Roma osserva sornione il suo compagno, e agiterebbe con fierezza la criniera d’un leone, se non gli rimanesse altro che il sorriso bonario d’un vecchio gatto troppo abitudinario- lappa il pelo nell’attesa delle carezze di qualche bella fanciulla.
-Non vieni a vedere?- consuetudine chiederlo, poiché sa che il biondo guerriero non muoverà passo da dove si è bloccato prima; come le querce delle sue vallate e le rocce degli strapiombi. Gli aveva risposto, in un monotono infastidito, che la luce di quel trabicolo mortale -giunto sicuramente dall'Averno!- faceva male agli occhi, facendo intendere che avrebbe preferito vederlo schiantato a terra o scaraventato fuori dalla finestra. “Barbaro!”, l’Impero rimugina a proposito delle brevi istruzioni che Romano gli aveva vomitato addosso, toccando con rudezza pochi tasti, e lì soffermandosi.
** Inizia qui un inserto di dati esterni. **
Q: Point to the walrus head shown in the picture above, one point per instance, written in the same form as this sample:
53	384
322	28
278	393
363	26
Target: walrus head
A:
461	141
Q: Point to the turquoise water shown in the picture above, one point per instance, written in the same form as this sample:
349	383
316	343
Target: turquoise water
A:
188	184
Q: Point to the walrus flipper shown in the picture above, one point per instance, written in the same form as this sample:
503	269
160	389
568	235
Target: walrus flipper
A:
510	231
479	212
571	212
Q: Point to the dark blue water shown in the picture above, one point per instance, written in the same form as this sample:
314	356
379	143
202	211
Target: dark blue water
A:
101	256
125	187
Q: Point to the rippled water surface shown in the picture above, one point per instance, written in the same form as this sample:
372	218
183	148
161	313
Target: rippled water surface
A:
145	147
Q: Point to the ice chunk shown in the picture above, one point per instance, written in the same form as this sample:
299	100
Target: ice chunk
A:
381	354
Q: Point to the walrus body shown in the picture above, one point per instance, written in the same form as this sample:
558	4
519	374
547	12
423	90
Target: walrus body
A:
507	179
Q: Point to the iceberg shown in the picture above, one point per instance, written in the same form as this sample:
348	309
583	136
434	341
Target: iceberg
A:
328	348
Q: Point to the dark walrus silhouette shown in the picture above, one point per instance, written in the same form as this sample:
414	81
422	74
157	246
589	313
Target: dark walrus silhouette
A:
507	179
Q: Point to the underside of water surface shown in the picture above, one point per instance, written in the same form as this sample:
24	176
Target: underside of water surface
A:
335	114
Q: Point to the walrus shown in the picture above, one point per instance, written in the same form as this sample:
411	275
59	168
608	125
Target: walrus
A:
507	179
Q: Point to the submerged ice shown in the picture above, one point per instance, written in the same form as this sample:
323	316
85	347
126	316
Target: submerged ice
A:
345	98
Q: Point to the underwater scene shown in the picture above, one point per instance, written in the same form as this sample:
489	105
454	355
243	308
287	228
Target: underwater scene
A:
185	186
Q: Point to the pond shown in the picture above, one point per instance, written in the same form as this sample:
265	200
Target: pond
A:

Non trattiene sogghigni e brevi risa nel fiutare descrizioni tanto blande o azzeccate, possedenti più o meno grazia- e v’erano di quei testi che trattavano di lacrime, del suo scivolare fra le polveri e delle sue campagne militari, dei suoi amori e delle proprie vergogne.
Aggiusta gli occhiali, che son pratici e ti servono, nonno, e pensa a qual tedioso gioco deve aver vinto per aver letto di come lo si vedeva ed immaginava- quegli autori che scribacchiavano con occhi d’un mondo lontano, limpidi esploratori del tempo che fu e delle sue gesta, delle sue grida!, dell’oro di cui sapevano le labbra.
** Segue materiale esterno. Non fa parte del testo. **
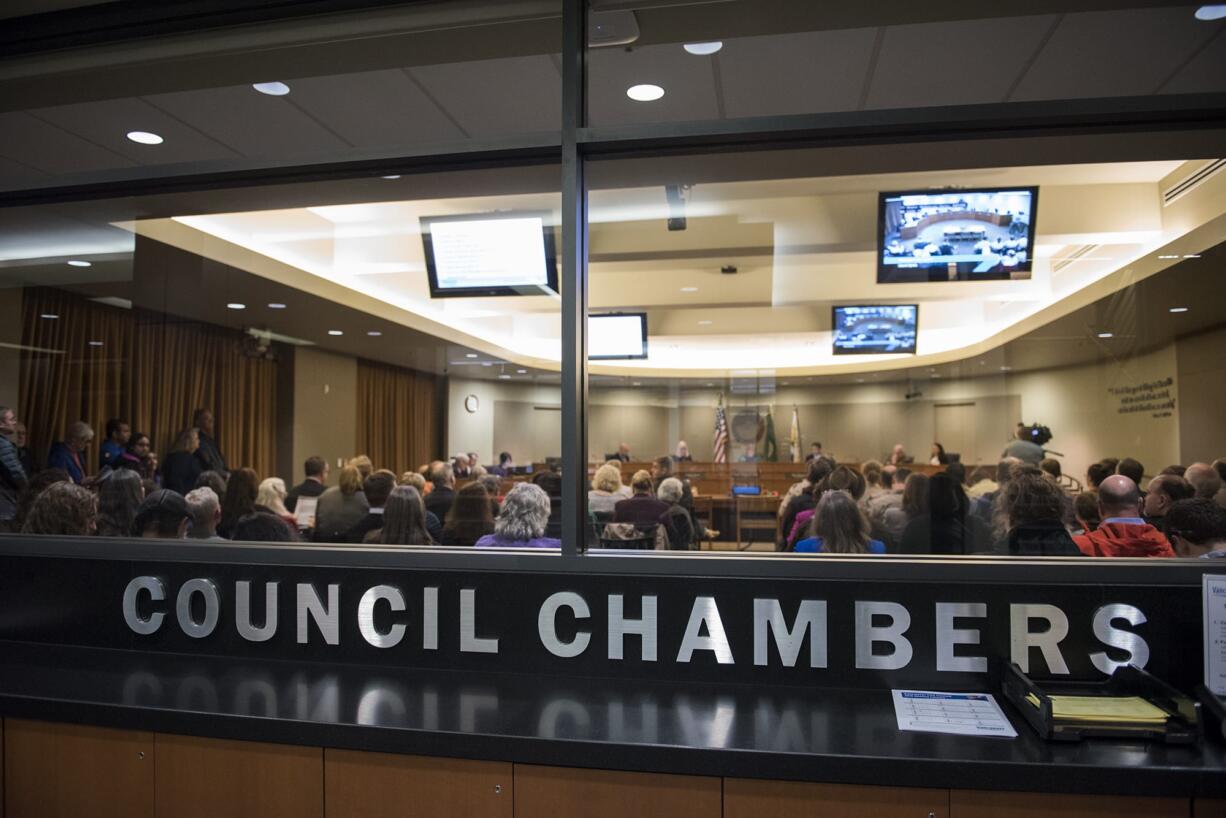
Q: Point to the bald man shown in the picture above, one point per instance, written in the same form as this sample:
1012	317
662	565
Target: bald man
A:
1122	531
-Per Giove, Ariovisto!- mugola, è un cane ferito che guaisce e annaspa e tira la pelle bollente e scottata dal sole. –Ariovisto, per carità, ascoltami! Qui mi accusano d’esser passivo!- s’allontana, il viso livido e inciso da una smorfia tanto sentita d’aver la forza di attraversare il tempo.
-Ci deve essere un errore! Patirei l’ostracismo, per legge!- ha le sopracciglia corrotte dallo sgomento, un diniego che s’impunta sullo sguardo vivo di dispiacere. –Ariovisto, mi senti?-
Attende un borbottare cupo in risposta che non arriva, e non potrebbe farlo: l’uomo che cerca non c’è. Ha lasciato il vuoto vicino alla parete, ed oltre a quello vi sono foglioline verdi- il frigolare dolce dei passeri, il vento di Levante che scomoda le creste dei pioppi bruni.

“Bifolco d'un uomo!”



Note: Finalmente mi dedico alla mia OTP, i miei cari nonnini, che con sforzo inserisco anche qui; ricordo di aver ricevuto anche qualche richiesta su di loro! Fanno continui andirivieni per trovare i nipotini, perché non curiosare fra le loro cianfrusaglie?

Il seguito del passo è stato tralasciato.